Om deze redenen had ik van de geachte minister graag een antwoord gekregen op de volgende vragen:

1.) Organiseert het departement waarvoor de minister verantwoordelijk is kinderdagopvang of vakantieopvang voor zijn personeelsleden of personeelsleden van andere overheidsinstanties?

2.) Zo ja, kan de minister een overzicht geven van het aantal opvangplaatsen?;

3.) Zo ja, kan de minister aangeven onder welke voorwaarden de personeelsleden aanspraak kunnen maken op de kinderdagopvang of vakantieopvang?

 
Réponse reçue le 30 mars 2011 : Antwoord ontvangen op 30 maart 2011 :

En réponse à ses questions, j’ai l’honneur de communiquer ce qui suit à l’honorable membre.

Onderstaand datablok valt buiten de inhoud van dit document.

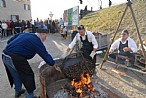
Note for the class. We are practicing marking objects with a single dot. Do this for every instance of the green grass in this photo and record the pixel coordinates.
(107, 19)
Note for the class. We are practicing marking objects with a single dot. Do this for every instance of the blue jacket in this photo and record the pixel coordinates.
(27, 45)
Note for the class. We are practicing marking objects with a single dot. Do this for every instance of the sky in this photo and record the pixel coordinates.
(42, 8)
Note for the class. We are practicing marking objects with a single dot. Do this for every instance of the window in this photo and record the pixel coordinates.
(2, 3)
(26, 7)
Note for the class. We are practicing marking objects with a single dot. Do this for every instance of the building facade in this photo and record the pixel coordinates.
(15, 10)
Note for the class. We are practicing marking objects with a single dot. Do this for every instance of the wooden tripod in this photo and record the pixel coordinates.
(143, 51)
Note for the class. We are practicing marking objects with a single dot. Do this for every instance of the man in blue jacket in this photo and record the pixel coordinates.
(19, 49)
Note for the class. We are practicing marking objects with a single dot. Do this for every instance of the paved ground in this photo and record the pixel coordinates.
(125, 83)
(55, 46)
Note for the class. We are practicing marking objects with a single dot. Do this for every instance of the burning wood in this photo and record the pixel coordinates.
(82, 88)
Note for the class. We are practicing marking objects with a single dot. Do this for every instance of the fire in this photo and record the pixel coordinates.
(83, 85)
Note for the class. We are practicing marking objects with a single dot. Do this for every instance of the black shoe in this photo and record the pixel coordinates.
(17, 95)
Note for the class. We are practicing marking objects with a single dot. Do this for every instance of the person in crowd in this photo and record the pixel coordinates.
(61, 22)
(4, 29)
(19, 49)
(64, 32)
(12, 26)
(87, 44)
(125, 46)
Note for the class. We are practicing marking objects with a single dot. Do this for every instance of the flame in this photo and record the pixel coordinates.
(84, 83)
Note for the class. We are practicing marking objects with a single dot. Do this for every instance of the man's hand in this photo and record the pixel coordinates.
(57, 68)
(65, 54)
(126, 49)
(93, 53)
(41, 64)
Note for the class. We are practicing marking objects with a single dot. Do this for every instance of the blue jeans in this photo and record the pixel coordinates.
(16, 78)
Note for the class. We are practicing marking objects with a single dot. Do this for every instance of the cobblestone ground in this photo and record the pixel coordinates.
(127, 84)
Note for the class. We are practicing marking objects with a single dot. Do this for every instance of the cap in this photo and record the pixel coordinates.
(81, 27)
(125, 31)
(40, 30)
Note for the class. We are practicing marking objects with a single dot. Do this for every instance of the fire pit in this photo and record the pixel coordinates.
(55, 84)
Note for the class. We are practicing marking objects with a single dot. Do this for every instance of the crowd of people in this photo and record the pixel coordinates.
(11, 27)
(20, 49)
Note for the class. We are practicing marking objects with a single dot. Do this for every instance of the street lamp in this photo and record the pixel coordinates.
(51, 15)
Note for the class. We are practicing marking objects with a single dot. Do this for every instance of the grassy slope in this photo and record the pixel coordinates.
(107, 19)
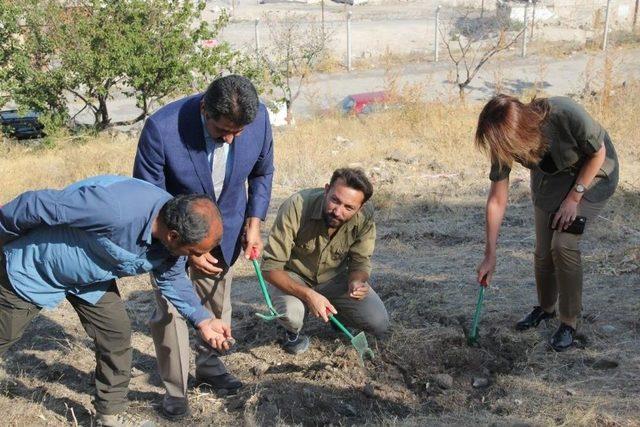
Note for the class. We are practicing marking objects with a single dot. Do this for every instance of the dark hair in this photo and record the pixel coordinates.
(233, 97)
(354, 178)
(511, 130)
(180, 214)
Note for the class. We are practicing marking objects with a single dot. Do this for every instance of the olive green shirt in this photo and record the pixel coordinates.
(573, 137)
(299, 240)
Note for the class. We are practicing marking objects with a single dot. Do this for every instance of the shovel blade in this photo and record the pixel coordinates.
(361, 345)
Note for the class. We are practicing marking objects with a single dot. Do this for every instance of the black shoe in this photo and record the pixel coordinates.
(220, 382)
(533, 319)
(174, 408)
(295, 343)
(562, 339)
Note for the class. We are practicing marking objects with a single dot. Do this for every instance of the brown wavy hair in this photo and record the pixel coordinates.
(510, 130)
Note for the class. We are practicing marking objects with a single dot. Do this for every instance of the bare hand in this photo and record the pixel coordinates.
(216, 333)
(486, 269)
(205, 263)
(318, 305)
(358, 290)
(565, 215)
(252, 241)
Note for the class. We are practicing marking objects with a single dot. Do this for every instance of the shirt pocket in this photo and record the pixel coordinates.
(307, 247)
(338, 255)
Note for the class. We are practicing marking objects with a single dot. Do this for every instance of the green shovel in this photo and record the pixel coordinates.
(273, 314)
(359, 342)
(473, 334)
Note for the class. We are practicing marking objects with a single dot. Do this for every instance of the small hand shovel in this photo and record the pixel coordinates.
(273, 314)
(473, 334)
(359, 342)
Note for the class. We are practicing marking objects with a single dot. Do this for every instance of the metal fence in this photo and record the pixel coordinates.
(581, 22)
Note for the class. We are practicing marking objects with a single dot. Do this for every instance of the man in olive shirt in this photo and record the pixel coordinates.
(318, 258)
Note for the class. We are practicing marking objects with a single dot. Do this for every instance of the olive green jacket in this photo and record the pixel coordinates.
(299, 240)
(573, 136)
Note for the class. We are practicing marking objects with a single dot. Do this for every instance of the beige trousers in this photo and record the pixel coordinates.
(171, 333)
(558, 264)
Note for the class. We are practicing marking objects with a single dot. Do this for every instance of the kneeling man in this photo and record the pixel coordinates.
(73, 243)
(318, 258)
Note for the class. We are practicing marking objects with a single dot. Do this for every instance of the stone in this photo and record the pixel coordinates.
(135, 372)
(368, 390)
(445, 381)
(480, 382)
(608, 329)
(260, 369)
(348, 410)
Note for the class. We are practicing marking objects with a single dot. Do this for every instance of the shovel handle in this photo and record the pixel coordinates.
(339, 324)
(263, 285)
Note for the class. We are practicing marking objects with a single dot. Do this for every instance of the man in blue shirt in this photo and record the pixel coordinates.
(217, 143)
(73, 243)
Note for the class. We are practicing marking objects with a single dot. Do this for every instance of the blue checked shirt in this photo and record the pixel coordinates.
(76, 240)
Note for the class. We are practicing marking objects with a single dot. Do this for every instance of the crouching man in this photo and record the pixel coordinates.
(318, 258)
(73, 243)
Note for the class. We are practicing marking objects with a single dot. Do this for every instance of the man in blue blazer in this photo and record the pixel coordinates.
(218, 143)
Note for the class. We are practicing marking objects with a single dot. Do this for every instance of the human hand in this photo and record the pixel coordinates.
(205, 263)
(319, 306)
(252, 241)
(216, 333)
(358, 290)
(486, 269)
(566, 214)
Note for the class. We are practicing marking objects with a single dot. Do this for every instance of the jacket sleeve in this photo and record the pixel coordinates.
(90, 208)
(261, 177)
(150, 161)
(173, 283)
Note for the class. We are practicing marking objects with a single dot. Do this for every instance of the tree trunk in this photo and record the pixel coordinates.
(103, 112)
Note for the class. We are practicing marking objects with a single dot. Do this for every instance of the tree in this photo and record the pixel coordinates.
(294, 52)
(473, 42)
(149, 49)
(30, 74)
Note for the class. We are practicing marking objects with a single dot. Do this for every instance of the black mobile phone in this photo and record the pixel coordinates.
(576, 227)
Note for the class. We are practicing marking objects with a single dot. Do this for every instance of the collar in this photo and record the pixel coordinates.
(317, 207)
(207, 137)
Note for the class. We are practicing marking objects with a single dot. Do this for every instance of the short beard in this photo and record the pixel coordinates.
(327, 220)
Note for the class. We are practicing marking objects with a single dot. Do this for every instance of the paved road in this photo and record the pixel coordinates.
(556, 77)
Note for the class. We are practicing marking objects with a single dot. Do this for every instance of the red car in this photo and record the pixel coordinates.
(364, 103)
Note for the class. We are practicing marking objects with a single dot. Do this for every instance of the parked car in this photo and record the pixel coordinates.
(364, 103)
(21, 126)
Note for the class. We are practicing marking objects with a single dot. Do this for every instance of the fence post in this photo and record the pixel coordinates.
(349, 41)
(322, 17)
(257, 35)
(436, 47)
(524, 32)
(605, 37)
(533, 19)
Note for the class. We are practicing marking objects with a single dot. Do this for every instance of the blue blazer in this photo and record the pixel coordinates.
(172, 155)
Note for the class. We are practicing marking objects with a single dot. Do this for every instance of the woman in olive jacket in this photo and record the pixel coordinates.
(574, 171)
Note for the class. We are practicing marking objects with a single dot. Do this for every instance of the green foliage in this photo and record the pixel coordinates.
(148, 49)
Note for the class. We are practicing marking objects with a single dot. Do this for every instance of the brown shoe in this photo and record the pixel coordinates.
(226, 382)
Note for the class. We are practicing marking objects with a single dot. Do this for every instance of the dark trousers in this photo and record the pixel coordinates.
(107, 323)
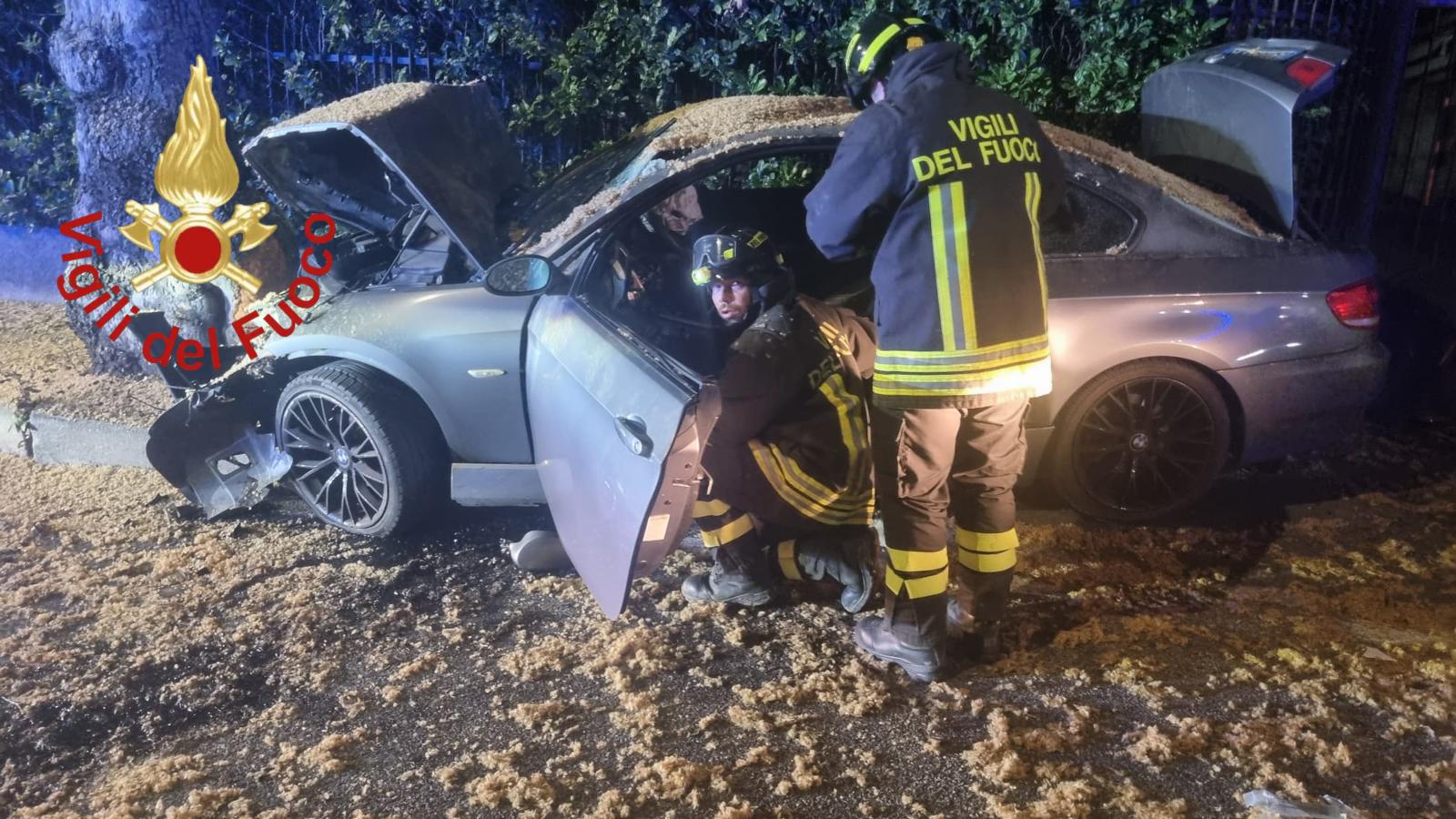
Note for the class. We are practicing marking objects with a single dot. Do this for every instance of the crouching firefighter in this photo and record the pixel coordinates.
(945, 182)
(788, 489)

A. Office National des Pensions.

  1. L’Office national des Pensions organise une garderie pour les enfants des membres du personnel de l’ONP et de cinq autres organismes publics, à savoir l’ONSS, le FAT, l’INASTI, le SPF Emploi et Travail et SIGeDIS. Cette garderie est organisée chaque jour en période de vacances scolaires de 7h30 à 17h.

  2. Un maximum de 60 places par jour est offert.

  3. Tous les membres du personnel peuvent utiliser les services de cette garderie, sans distinction de grade ou de statut. Les places sont attribuées exclusivement sur base de la date d’inscription. Une contribution de 3 euros par jour est demandée.

B. Service des Pensions du Secteur Public.

Le Service des Pensions du Secteur public (SdPSP) n’organise pas lui-même de garderie et ne fait pas non plus appel à des services extérieurs pour la garderie.

In antwoord op haar vragen heb ik de eer het geachte lid het volgende mee te delen.

A. Rijksdienst voor Pensioenen.

  1. De Rijksdienst voor Pensioenen organiseert een opvang voor de kinderen van de personeelsleden van de RVP en van vijf andere overheidsinstellingen, te weten de RSZ, het FAO, het RSVZ, de Federale Overheidsdienst (FOD) Werkgelegenheid en Arbeid en SIGeDIS. Deze opvang wordt dagelijks georganiseerd tijdens de schoolvakanties van 7.30 u. tot 17.00 u.

  2. Er zijn maximum 60 plaatsen per dag beschikbaar.

  3. Alle personeelsleden kunnen gebruik maken van de diensten van deze opvang, zonder onderscheid naar graad of statuut. De plaatsen worden uitsluitend toegekend op basis van de inschrijvingsdatum. Er wordt een bijdrage van 3 euro per dag gevraagd.

B. Pensioendienst voor de Overheidssector.

De Pensioendienst voor de overheidssector (PDOS) organiseert zelf geen kinderopvang en doet ook geen beroep op externe diensten voor kinderopvang.